Contract Holders Expect to Get Paid

Independent Energy Producers Association CEO Jan Smutny-Jones told the committee that the group’s members built a lot of the renewable projects in California and also do some business with CCAs, as well as holding the IOU contracts.

“We expect those contracts to be honored,” he said, adding that “we are not really interested when someone else says something else should happen with those contracts.” They are private contracts subject to contract law and out of the jurisdiction of the PUC, he noted.

“This is a big issue. This state has a very good history of honoring contracts with my member companies. … We need to keep that up,” Smutny-Jones said. Not honoring the contracts would send a strong negative signal to companies considering investing in California.

Bradford Questions CCA Fairness

Sen. Steven Bradford, who represents parts of Los Angeles County, said that CCAs can “pick and choose” which customers they serve. That assertion drew disagreement from Sonoma Clean Power CEO Geof Syphers, but Bradford insisted that “you can — that’s why you are in Marin, that’s why you are in Sonoma.”

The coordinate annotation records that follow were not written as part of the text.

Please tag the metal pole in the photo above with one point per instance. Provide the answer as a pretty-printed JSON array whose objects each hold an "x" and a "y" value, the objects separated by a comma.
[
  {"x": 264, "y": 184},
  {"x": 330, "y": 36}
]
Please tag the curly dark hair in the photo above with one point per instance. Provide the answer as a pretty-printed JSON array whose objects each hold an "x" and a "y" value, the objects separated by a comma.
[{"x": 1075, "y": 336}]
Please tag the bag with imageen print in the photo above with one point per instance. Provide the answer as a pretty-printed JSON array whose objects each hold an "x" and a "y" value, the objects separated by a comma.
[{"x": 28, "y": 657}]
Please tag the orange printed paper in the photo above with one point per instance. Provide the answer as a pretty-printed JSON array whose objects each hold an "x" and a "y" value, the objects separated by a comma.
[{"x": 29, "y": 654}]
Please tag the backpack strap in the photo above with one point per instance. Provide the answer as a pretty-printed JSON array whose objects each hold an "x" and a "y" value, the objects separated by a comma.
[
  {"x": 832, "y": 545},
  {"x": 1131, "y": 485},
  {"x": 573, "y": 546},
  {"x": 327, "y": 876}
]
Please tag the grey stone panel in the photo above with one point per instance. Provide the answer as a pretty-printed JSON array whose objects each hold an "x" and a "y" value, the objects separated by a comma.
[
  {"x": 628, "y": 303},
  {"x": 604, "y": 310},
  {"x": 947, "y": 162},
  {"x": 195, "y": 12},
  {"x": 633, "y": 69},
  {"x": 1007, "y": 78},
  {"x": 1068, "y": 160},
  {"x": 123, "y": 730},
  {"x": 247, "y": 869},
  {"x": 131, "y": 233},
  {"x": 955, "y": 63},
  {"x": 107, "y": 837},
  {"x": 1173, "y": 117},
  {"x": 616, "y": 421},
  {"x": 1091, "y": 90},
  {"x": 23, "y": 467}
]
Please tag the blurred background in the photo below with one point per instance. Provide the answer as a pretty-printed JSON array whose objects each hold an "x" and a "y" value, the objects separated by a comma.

IOUs have an obligation to serve customers, and “you wanted to be everything a utility is, other than report to the PUC,” Bradford said. As a State Assembly member in 2014, Bradford introduced legislation that was viewed as anti-CCA. It would have put default provider status back to the IOU rather than the CCA, but the bill was defeated after opposition from CCA supporters that argued that CCAs shouldn’t be subjected to the same oversight as IOUs.

At its conclusion, Hueso said the hearing had been “enlightening” and that he was concerned about creating an ungovernable system. The committee plans to hold more discussions on the future of CCAs.

“Nobody talked about a collapse of our system, but there were a lot of comments that alluded to that,” Hueso said.